Dean nodded. He was smiling, both at Gabriel's awe and at the immense relief he felt knowing that someone else knew his secret. 

"And Castiel, the angel, I can see why you want to be careful." Gabriel's voice was a bit smaller. Dean cringed, wondering if Gabriel had seen what happened to him.

"Did you see-"

"Asmodeus?"

"Sorry, I didn't-"

"It's alright." Gabe smiled. "I only saw what you knew, what you experienced, so it's not like I watched myself get tortured. Though I do owe you thanks. For making me join this life, helping you. I'm gonna go out on a limb here and say that it was all my hiding that led to him taking me. And you chuckleheads got me out of it then."

"You don't have to thank anybody."

"Except maybe Castiel." Dean's face fell, not because he was upset, but looking into Gabriel's eyes as he mentioned Castiel and knew who he was, it was harder than he expected. "I see why you want to keep tabs on him. I saw what he did for you, what he meant to you." On another day Dean might have been more defensive and guarded about his personal issues, but keeping this time travel secret for seven years took a toll on him.

"I owe him for sending me here. My brother is safe, and look at how happy they all are." He gestured to the gang of people, none even noticing what Gabriel and Dean were doing. "I know you wouldn't have seen any of them since you only saw the big events, but some of them, a lot of them, were dead. Or they had unhappy lives, or both."

Gabriel leaned forward a bit, staring at Dean, searching his face for… something. "You know, if you want, I could get Castiel from heaven."

Dean's veins turned to ice. Gabe was offering something Dean had dreamed of since losing Cas and Jack, seeing one of them again. Seeing Castiel again after seven years. Gabriel would probably have him borrow Jimmy Novak again. He could see Cas again.

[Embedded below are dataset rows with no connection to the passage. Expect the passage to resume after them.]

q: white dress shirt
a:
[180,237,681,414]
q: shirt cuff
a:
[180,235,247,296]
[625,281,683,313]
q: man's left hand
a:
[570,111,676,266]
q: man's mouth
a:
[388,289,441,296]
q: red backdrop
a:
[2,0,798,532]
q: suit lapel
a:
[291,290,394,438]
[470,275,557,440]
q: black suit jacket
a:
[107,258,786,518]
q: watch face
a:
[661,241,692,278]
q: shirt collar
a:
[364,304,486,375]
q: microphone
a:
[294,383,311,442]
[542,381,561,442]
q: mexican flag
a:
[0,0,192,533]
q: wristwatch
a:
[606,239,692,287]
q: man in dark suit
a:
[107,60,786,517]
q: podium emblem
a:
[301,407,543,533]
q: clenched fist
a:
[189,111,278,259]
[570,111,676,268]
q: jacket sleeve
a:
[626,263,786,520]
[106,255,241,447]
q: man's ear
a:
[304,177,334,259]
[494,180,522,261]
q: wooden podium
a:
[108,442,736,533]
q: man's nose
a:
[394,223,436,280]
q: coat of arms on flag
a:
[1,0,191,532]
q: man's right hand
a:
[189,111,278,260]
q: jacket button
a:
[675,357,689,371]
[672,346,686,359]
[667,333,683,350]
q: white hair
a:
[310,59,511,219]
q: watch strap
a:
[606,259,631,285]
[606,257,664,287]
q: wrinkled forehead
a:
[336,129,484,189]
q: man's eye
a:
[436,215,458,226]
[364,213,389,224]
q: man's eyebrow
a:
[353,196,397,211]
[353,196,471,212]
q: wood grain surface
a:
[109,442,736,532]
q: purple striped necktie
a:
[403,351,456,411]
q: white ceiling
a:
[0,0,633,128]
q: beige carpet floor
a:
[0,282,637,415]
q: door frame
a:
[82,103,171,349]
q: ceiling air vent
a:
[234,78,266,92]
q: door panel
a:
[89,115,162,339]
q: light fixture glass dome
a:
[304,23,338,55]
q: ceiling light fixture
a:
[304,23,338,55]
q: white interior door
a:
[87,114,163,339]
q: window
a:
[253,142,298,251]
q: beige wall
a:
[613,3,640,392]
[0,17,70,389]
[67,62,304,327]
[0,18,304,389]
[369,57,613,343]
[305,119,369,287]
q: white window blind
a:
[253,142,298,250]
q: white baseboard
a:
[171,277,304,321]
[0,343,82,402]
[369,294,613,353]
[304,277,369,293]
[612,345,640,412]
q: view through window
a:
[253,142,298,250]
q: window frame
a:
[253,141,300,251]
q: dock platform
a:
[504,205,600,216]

He shook his head. "I appreciate it, more than you can ever know, but it wouldn't be him. Not really. My Cas was only who he was because he knew me, and Sam. He helped me, even when he was still under heaven's orders. He became human for a while, he betrayed us and got betrayed by us, he lived in this bunker, he got to know Jack, he watched movies with us, hunted with us, he…" Dean almost choked on his last words. "He raised me from hell. The Castiel here wouldn't know me, or care about me in the slightest, and he wouldn't have been through enough to even know where to begin to care about individual humans. My Cas grew and loved and lost. This one sounds like a pencil-pusher."

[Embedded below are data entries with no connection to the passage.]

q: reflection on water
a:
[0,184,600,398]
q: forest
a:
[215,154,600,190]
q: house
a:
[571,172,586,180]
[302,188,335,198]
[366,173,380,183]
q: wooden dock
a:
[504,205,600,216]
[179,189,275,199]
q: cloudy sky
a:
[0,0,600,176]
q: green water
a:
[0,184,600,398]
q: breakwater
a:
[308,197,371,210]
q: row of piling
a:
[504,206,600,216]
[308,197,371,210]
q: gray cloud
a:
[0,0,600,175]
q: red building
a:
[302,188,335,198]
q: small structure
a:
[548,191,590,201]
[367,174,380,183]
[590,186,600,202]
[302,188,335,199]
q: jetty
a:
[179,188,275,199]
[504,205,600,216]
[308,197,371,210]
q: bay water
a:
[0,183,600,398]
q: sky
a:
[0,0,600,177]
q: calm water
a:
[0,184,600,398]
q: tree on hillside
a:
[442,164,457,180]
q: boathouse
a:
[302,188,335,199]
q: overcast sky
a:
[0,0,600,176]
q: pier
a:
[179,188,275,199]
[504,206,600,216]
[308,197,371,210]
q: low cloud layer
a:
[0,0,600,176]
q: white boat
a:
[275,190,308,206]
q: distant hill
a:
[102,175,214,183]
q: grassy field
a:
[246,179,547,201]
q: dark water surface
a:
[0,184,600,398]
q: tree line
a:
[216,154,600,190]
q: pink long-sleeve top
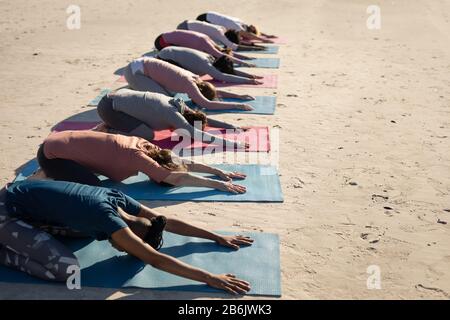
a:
[44,130,170,182]
[162,30,224,58]
[131,57,230,109]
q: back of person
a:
[163,30,215,52]
[140,57,195,92]
[158,46,215,75]
[44,130,142,181]
[5,180,139,240]
[206,11,245,31]
[110,89,181,130]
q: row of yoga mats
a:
[14,159,283,202]
[143,46,280,69]
[0,232,281,296]
[0,39,283,296]
[88,88,277,115]
[116,74,278,89]
[52,121,270,156]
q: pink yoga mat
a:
[116,74,278,89]
[53,121,270,152]
[246,37,288,45]
[152,127,270,152]
[52,121,100,132]
[202,74,278,89]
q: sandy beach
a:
[0,0,450,299]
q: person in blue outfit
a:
[0,180,253,294]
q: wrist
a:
[202,271,214,283]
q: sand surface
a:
[0,0,450,299]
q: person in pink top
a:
[124,57,261,110]
[37,130,250,193]
[155,30,254,67]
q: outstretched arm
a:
[111,228,250,294]
[240,31,273,43]
[187,83,253,110]
[208,117,241,130]
[216,90,255,100]
[206,65,255,84]
[163,171,247,194]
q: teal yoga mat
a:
[175,93,277,114]
[88,88,111,106]
[236,46,279,54]
[0,232,281,296]
[14,160,283,202]
[236,58,280,69]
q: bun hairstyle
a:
[220,48,233,56]
[143,216,167,250]
[213,56,234,74]
[225,30,241,44]
[155,34,165,51]
[183,109,208,130]
[246,24,261,36]
[147,149,186,171]
[197,81,217,101]
[156,56,183,68]
[197,13,208,22]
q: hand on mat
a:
[217,235,253,250]
[252,79,263,84]
[253,74,264,79]
[234,141,250,150]
[206,274,250,294]
[239,94,256,100]
[237,103,253,111]
[216,170,247,181]
[216,181,247,194]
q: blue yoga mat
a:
[14,160,283,202]
[236,58,280,69]
[0,232,281,296]
[236,46,279,54]
[175,93,277,114]
[88,89,111,106]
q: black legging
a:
[37,143,100,186]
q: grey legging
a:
[97,95,155,140]
[0,189,79,281]
[97,89,235,143]
[124,64,172,96]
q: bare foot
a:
[92,122,109,133]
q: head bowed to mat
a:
[14,159,283,202]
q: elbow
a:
[147,253,165,269]
[163,172,186,186]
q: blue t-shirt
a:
[5,180,141,240]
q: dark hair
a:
[155,34,163,50]
[245,24,260,36]
[225,30,241,44]
[213,56,234,74]
[220,48,233,56]
[143,216,167,250]
[156,56,184,69]
[197,13,208,22]
[197,81,217,101]
[147,148,186,171]
[183,109,208,130]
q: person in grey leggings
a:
[0,188,81,282]
[97,89,248,146]
[157,46,262,84]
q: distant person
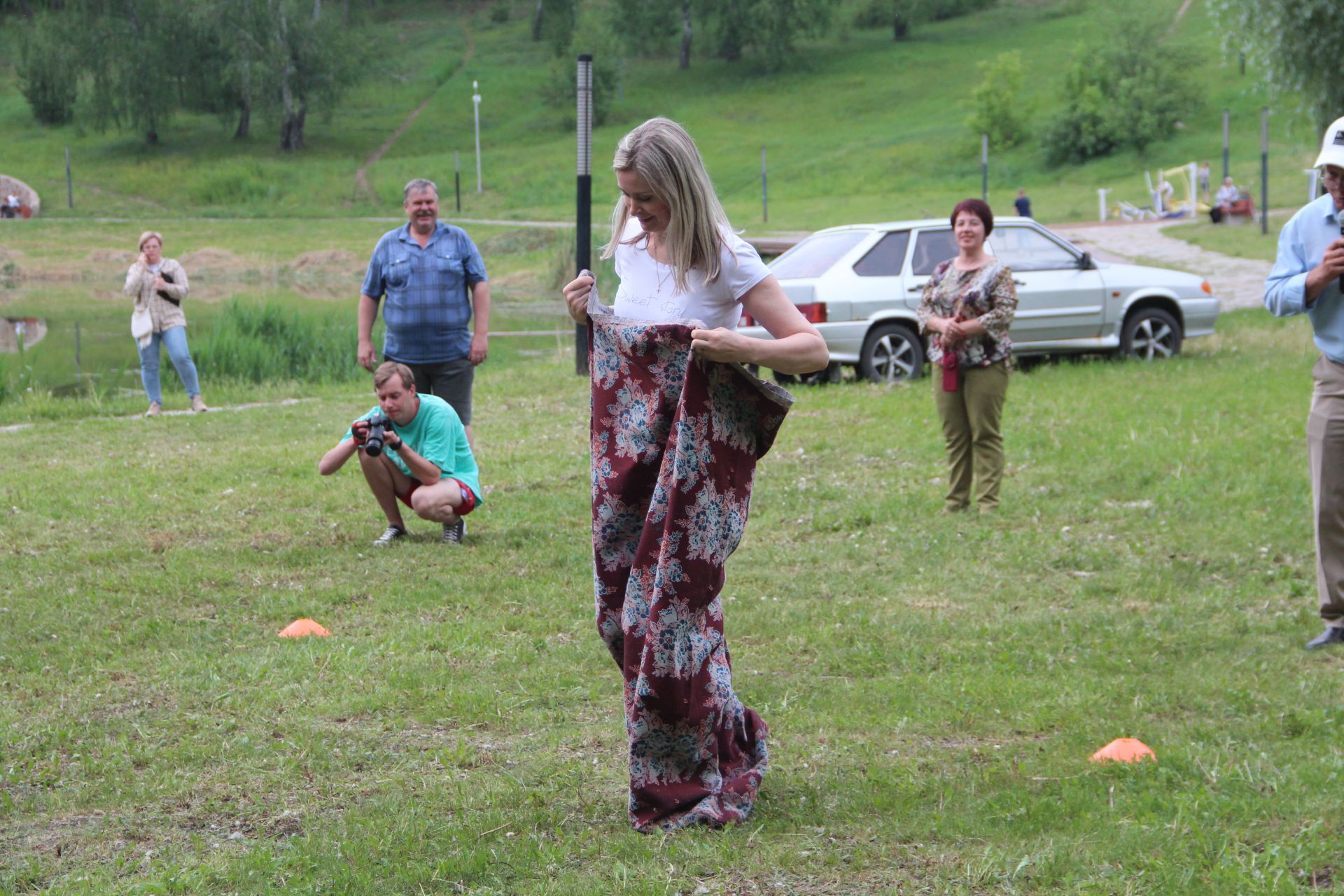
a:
[358,178,491,444]
[317,361,482,547]
[918,199,1017,513]
[563,118,830,833]
[1265,118,1344,650]
[124,230,210,416]
[1012,190,1031,218]
[1208,177,1242,224]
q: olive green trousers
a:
[930,361,1008,510]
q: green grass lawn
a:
[1163,209,1296,262]
[0,312,1344,896]
[0,0,1319,232]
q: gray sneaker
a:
[374,525,406,548]
[444,517,466,544]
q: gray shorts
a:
[387,357,476,426]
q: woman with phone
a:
[124,230,210,416]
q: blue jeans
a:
[140,326,200,405]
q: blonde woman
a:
[564,118,830,832]
[124,230,210,416]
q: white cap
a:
[1316,118,1344,168]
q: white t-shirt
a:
[613,218,770,330]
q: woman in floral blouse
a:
[919,199,1017,513]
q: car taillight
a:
[797,302,827,323]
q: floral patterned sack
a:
[589,302,793,832]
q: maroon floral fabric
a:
[589,305,793,832]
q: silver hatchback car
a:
[739,218,1219,383]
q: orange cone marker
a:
[1091,738,1157,762]
[279,620,330,638]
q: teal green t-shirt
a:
[344,395,485,503]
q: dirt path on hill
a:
[1051,220,1273,312]
[345,22,476,207]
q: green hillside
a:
[0,0,1315,230]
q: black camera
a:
[364,411,393,456]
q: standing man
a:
[1265,118,1344,650]
[1012,190,1031,218]
[358,178,491,446]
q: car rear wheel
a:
[1119,307,1184,361]
[859,323,923,383]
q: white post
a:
[472,80,484,193]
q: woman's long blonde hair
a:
[602,118,730,291]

Gabriel gave him a sympathetic and respectful smile. "I understand, and I admire that about you. You don't want just any version of him, you want him." He stopped for a moment. "And Sam?"

"What about Sam?"

"You're not happy with him. Not really."

Dean shook his head. "I am. I made the choice, it was the first choice I made when Cas sent me back, to keep Sam out of this life."

"I know, and I know you made that choice because you wanted that for him. But it's just like Cas. You don't want just any version of Sam. Even a version of Sam who's married and safe. You want your Sam."

Dean laughed, shaking his head. "How'd you get to be so smart, Gabe?"

He put on one of his classic Gabriel grins. "I was always smart Dean-o, it just took all you doofuses a long ass time to catch up."

-

Dean woke up peacefully for the first time in a week. He had a dream last night, one of the good ones that he hadn't had in quite a while. All week he had been having nightmares about Leviathans devouring his friends, the most disturbing ones were when they'd eat Kevin or Gabriel. He even had dreams of Dick Roman himself as a Leviathan again, shooting Bobby again, but in different locations, like the bunker, or Bobby's house, or those woods.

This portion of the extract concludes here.